Treatment Options For Hearing Loss And Tinnitus
While systemic autoimmune diseases are typically treated or addressed with medication and lifestyle interventions, tinnitus may not be directly caused by an overactive immune system. Instead, it can be associated with sensorineural hearing loss, exposure to loud noises, and complications of systemic autoimmune disease, including those impacting blood flow. Treatment for ear disorders like tinnitus often includes the following:
- Hearing aids. Hearing aids are commonly used to treat hearing loss. The additional benefit of hearing aids is that their use can alleviate tinnitus. In addition to allowing the user to hear more sounds which help to cover up tinnitus, hearing aids can also provide targeted sound therapy via white noise and other preprogrammed sounds.
- Tinnitus Retraining Therapy (TRT). TRT is used to treat tinnitus through a combination of education, counseling and sound therapy.
- Cognitive Behavioral Therapy (CBT).
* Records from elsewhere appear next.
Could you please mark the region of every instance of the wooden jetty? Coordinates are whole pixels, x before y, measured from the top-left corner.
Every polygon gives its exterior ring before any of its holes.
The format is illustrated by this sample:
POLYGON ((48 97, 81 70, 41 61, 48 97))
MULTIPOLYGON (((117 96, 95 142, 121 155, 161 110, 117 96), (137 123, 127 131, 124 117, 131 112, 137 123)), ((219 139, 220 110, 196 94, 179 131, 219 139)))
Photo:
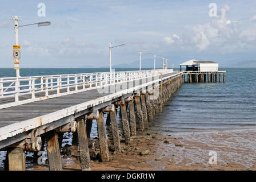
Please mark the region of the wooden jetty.
POLYGON ((216 72, 185 71, 183 73, 184 79, 187 83, 210 83, 216 82, 218 81, 221 82, 222 80, 222 82, 225 82, 226 71, 225 71, 216 72), (221 79, 222 76, 222 80, 221 79))
MULTIPOLYGON (((37 154, 46 142, 49 169, 62 170, 62 138, 64 133, 72 132, 81 168, 90 170, 88 140, 94 121, 101 160, 107 162, 105 125, 110 126, 115 151, 121 151, 117 107, 129 144, 137 130, 144 130, 162 111, 185 82, 185 75, 192 82, 204 82, 206 74, 209 81, 209 73, 167 69, 0 78, 0 150, 7 151, 5 168, 25 170, 25 151, 37 154)), ((217 73, 210 74, 216 77, 217 73)))

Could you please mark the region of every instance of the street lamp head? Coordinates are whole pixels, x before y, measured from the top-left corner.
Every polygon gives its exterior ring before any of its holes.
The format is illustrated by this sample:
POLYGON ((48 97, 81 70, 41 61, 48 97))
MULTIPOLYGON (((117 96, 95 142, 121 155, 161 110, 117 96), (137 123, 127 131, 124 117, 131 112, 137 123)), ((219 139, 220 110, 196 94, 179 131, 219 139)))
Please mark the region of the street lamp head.
POLYGON ((44 22, 37 23, 38 27, 47 26, 51 24, 50 22, 44 22))

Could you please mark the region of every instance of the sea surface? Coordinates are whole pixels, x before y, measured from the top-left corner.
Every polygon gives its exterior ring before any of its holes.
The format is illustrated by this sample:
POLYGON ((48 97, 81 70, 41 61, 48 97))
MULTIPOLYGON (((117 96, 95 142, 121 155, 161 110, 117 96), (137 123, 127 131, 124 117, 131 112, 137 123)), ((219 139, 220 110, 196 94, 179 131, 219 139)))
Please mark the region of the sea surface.
MULTIPOLYGON (((130 70, 137 69, 115 69, 116 71, 130 70)), ((162 113, 154 118, 151 123, 154 129, 180 132, 255 127, 256 68, 219 70, 226 71, 225 83, 183 84, 166 104, 162 113)), ((108 71, 108 68, 23 68, 20 75, 29 76, 108 71)), ((15 75, 12 68, 0 68, 0 77, 15 75)))
MULTIPOLYGON (((115 69, 130 70, 138 69, 115 69)), ((183 84, 163 106, 162 112, 149 123, 150 131, 170 134, 256 129, 256 68, 220 68, 219 71, 226 71, 225 83, 222 80, 216 83, 183 84)), ((107 68, 25 68, 21 69, 20 75, 28 76, 108 71, 107 68)), ((0 68, 0 77, 15 75, 13 69, 0 68)), ((106 114, 105 118, 106 121, 106 114)), ((121 129, 121 118, 117 119, 121 129)), ((106 127, 106 130, 110 129, 106 127)), ((72 134, 67 136, 62 146, 71 144, 72 134)), ((96 136, 97 125, 94 122, 91 138, 96 136)), ((31 155, 30 153, 27 154, 31 155)), ((5 152, 0 152, 0 167, 3 166, 2 160, 5 156, 5 152)))

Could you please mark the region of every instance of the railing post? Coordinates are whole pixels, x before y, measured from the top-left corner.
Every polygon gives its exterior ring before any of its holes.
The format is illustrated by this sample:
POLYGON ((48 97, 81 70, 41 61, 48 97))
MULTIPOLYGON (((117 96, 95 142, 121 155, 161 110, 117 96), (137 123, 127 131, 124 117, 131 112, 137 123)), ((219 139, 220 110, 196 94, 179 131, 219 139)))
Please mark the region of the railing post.
POLYGON ((0 96, 3 97, 3 84, 1 82, 3 80, 3 78, 0 79, 0 96))
POLYGON ((83 89, 85 89, 85 76, 82 76, 83 78, 83 89))
POLYGON ((90 88, 93 86, 93 75, 90 75, 90 88))
POLYGON ((57 94, 59 94, 59 79, 60 79, 60 77, 58 77, 57 78, 57 94))
POLYGON ((40 88, 41 90, 43 90, 43 77, 40 77, 40 88))
POLYGON ((32 98, 35 98, 35 79, 32 80, 31 90, 32 98))
POLYGON ((77 90, 77 76, 75 75, 75 90, 77 90))
POLYGON ((18 102, 19 101, 19 78, 17 77, 16 82, 15 84, 15 102, 18 102))
POLYGON ((48 96, 48 79, 45 78, 45 96, 47 97, 48 96))
POLYGON ((69 84, 70 84, 70 82, 69 82, 69 75, 67 75, 67 92, 69 92, 69 91, 70 91, 70 89, 69 89, 69 84))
CBT is a therapy method commonly used by mental health professionals. It focuses on addressing an individual’s responses to circumstances and modifying his or her emotions, behaviors and thoughts to deliver better outcomes. CBT can be used to combat the depression and anxiety that frequently accompany ear disorders and their complications, including tinnitus and hearing loss.
- Lifestyle changes. Because tinnitus can be caused by factors such as exposure to loud noise, there are steps tinnitus patients can take to limit flare ups of symptoms or manage their symptoms. These include wearing ear protection, eating a healthy diet, and doing things that you enjoy.
Currently, there is no cure for tinnitus; however, the symptoms of tinnitus can be managed and therefore improved upon. From a systemic autoimmune disorder as a cause to sudden sensorineural hearing loss, audiologists and other hearing professionals can help develop a treatment plan to help manage symptoms and improve the quality of life.
Autoimmune diseases are extremely challenging, both in terms of the symptoms they present, and the difficult road to correct diagnosis. The many changes in the body that come as a result of autoimmunity can take a tall on anyone living with an autoimmune diseases. Learning to manage at least one symptom can provide a great deal of relief.